Last month, bars were given the green light by the state of New York to operate at full capacity and stay open until 4:00am. Although state law says that vaccinated people in restaurants and bars do not have to practice social distancing, these establishments are still required to allow six feet of distancing or use other appropriate physical barriers for customers who are not vaccinated.
This has compelled many bars and restaurants to ask guests for proof of vaccination in order to maximize the number of people they can fit inside. However, because state regulations prohibit venues of less than 250 people from asking for proof of vaccination, customers could just as easily claim that they are vaccinated in order to get those more desirable seats. And health experts have said that even if these venues did enforce it, social distancing and segregation inside won’t do much to reduce the risk of spreading the disease.
Nevertheless, some bars are going to great lengths to segregate the groups, and it is almost always the unvaccinated people who are ending up with the short end of the stick. For example, at the Italian American wine bar Carroll Place in the West Village, the main floor is being reserved for vaccinated guests, while those who are not vaccinated will be required to stay upstairs in socially distanced seating that uses barriers.

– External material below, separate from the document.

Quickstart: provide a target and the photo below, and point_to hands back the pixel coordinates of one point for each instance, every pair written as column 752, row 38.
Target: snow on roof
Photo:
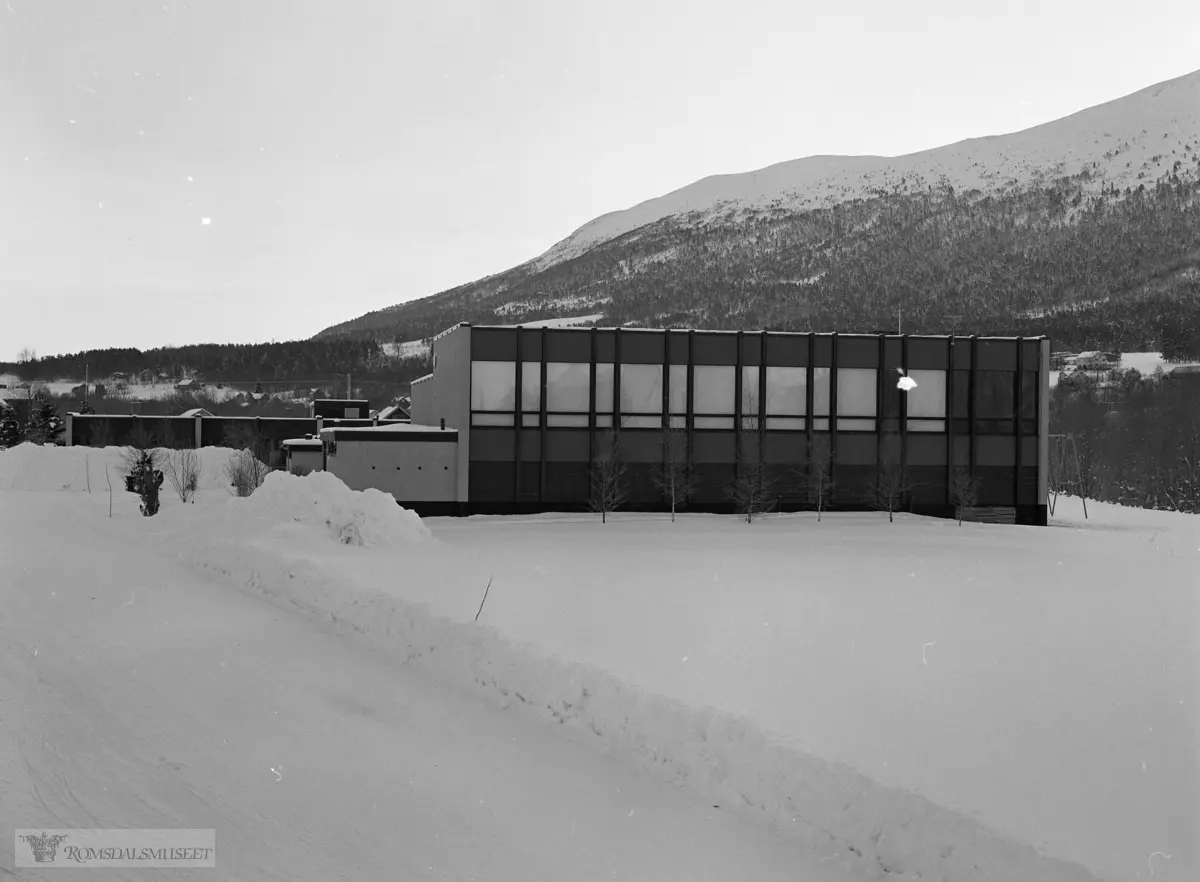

Owner AJ Bontempo told the New York Post that he actually wants to “reward” people who get vaccinated.
“I started thinking, once everything starts reopening, people want a sense of normalcy. When you first walk in, I’d like there to be an energy, without all that plexiglass, and to reward people for being vaccinated — to give them that experience.’
While we can’t speak for Bontempo, he seems to be saying that people who are not willing to become human guinea pigs and subject themselves to an experimental vaccine that has already killed many people somehow do not deserve to enjoy the “energy” of dining in a restaurant.
On a similar note, at Caroline’s Comedy Club in Times Square, guests are being asked for their Excelsior pass upon entry, which is the state’s digital vaccine passport. Those who do not have that are being asked for a vaccination card; beyond that, the honor system is used. Owner Caroline Hirsch told the New York Post that vaccinated people are being given seats closest to the performers. In the future, she is hoping to hold shows that are exclusive to vaccinated people with more relaxed restrictions throughout the entire venue. This means that those who don’t want to get the jab would be unwelcome at the club.
In some cases, bar and restaurant owners feel they have no choice but to go vaccinated-only thanks to the regulations. The owner of Evil Twin, a popular Queens brewery that opened a second location in Dumbo recently, came under fire for implementing a vaccinated-only policy at the newer spot. He says that he is not trying to say that those who don’t get vaccinated are wrong, but this approach was the only way to open up because there is no outdoor seating there and the indoor layout of the bar makes social distancing nearly impossible.
He said: “We did this because we felt that we were forced to. We had a choice to not open at all or open in this way… I wish we didn’t have to do this.”
The decision, not surprisingly, attracted a lot of negative comments on social media, along with boycott threats and accusations of discrimination.
This week, New York Governor Andrew Cuomo announced that most of the COVID restrictions that are still in place in the state will be lifted when 70 percent of New York residents aged 18 and above have gotten the first dose of the vaccination. Right now, that figure stands at 69 percent.